Who owns the land? — Those who till it or those who hold the title deeds? How permeable should a community’s boundaries be? — Welcoming of all or divided into “insiders” and “interlopers”?
These pithy questions lie at the heart of Harvest by Jim Crace; the novel tipped by many as the Man Booker Prize 2013 winner to be announced next week.
Harvest’s narrator, Walter Thirsk, allows us to see the depths of these issues and their universality. He’s well placed to narrate the tale because he was once an outsider himself — having come into the village 12 years ago with Master Kent, his “milk cousin”, and the lord of the manor by marriage.
Walt and Master Kent were both suckled by Walt’s mother.
After moving to the village as Master Kent’s servant, Walt marries a local woman, gains acceptance of sorts and settles into the agrarian life.
Walt and Master Kent become widowers — the latter quite recently.
In the early stages of the tale Walt reflects, “There’s not a not a village, sea to sea, that receives fewer strangers.”
Sheaf and sheep
It’s harvest time in Walt’s close-knit, rural, English hamlet.
“Reap and gossip. That’s the rule,” he says. “Our humour ripens as the barley falls.”
The Queen of the Gleaning is about to be chosen and the harvest celebrations to begin.
However, three outsiders — two men and one beguiling woman called Mistress Beldam — arrive on the borders of the hamlet and set up camp.
Another stranger, “with a wealthy beard”, surveys the stubbled fields and landholdings, scratching away at a drawing board.
In times of plague, and leaner harvests, which of these outsiders poses the larger threat?
When the manor’s stable and haylofts are set on fire the community is quick to blame the trio and sets out to punish them cruelly.
Walt has his suspicions that it wasn’t their doing but that of local youths who’d consumed too many magic-mushrooms, known to the locals as “moon balls”.
Unfortunately, he stays quiet.
Due to a burnt hand, Walt can’t thresh with the other villagers and so is assigned to work with Mr Quill the surveyor.

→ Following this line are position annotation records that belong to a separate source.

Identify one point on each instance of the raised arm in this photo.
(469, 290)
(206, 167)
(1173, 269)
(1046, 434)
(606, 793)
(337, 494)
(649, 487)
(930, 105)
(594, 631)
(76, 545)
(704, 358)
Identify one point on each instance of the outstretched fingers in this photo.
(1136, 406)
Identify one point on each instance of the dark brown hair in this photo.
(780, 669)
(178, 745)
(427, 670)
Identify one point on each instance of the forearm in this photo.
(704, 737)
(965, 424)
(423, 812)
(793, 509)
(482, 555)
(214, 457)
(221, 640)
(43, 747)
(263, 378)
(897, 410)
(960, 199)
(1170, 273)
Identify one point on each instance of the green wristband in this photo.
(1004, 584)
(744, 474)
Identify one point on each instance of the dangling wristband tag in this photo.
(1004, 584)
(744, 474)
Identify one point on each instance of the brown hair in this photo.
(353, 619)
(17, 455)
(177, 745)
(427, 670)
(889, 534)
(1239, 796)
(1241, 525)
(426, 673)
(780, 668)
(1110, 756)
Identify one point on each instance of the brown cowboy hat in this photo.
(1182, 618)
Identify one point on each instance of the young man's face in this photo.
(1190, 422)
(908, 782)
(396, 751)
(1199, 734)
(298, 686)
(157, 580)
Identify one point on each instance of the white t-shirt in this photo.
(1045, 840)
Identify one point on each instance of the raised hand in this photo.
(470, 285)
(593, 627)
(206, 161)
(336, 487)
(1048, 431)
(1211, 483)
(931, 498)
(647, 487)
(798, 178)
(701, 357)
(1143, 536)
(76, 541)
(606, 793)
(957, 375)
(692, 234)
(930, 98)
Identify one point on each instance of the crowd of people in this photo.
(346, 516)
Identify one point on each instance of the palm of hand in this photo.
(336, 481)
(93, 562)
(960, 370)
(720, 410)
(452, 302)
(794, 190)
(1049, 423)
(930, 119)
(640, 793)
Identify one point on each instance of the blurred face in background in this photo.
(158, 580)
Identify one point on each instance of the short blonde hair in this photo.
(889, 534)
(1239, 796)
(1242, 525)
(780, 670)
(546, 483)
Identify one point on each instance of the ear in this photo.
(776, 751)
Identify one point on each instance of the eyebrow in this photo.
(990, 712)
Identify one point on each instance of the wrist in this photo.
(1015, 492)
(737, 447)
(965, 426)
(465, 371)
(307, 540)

He soon learns that the survey and the change it foreshadows are not Master Kent’s doing — or his desire — but that of his dead wife’s cousin, Edmund Jordon, the legal inheritor of the land.
As Walt dryly observes, “The sheaf is giving way to sheep.”
By the time Walt chooses to act defiantly in the face of this tumultuous change, the moment for action that could have made a difference has passed.
“Whatever courage I’d discovered briefly in drink had by now been almost entirely gagged and pissed into the once sweet-smelling garden, and I no longer could pretend to be the hero of the field. I was too wretched to be a hero of the field. I could hardly stand.”
He cooks up a plan to point the finger at Mistress Bedlam for further bad occurrences and, in doing so, falls back on one of the oldest stories in human history: Blame the woman.
Harvest gleaned
Harvest, as Justine Jordon wrote in The Guardian, “dramatises one of the great under-told narratives of English history: the forced enclosure of open fields and common land from the late medieval era on, whereby subsistence agriculture was replaced by profitable wool production and the peasant farmers dispossessed and displaced.”
Author Jim Crace handles this dramatisation with deceptive simplicity, controlled pathos and a steady hand.
The world he creates comes to us from the mind of one character, who is constantly theorising and telling himself stories. Harvest could easily have felt one-dimensional but, mercifully, doesn’t.
The language Crace employs to embellish the story has an arcane flavour and takes a while to get used to, yet it is never cringe-worthy or overly difficult to read.
Here’s a tiny sample, in which Walt reflects on the shape of the widow Gosse — with whom he shares a lusty appetite: “She calls it widow’s spread and is not the least concerned — the opposite — when, lying on her back with me on top, her creamy stomach sways and frowns like a shaken posset.”
The more serious “harvest” I gleaned from the book is this:
- Greed changes our landscapes until they are unrecognisable. As Walt says: “We’re used to looking out and seeing what’s preceded us, and what will also outlive us. Now we have to contemplate a land bare of both.”
- Dispossession is traumatic. And it’s worth bearing in mind that you could be the stranger at the gate one day.
- Intensive farming may well have its roots in medieval times but this, and the attendant climate change, are now significant environmental threats.
We reap what we sow.
The Man Booker Prize 2013 winner will be announced on October 15.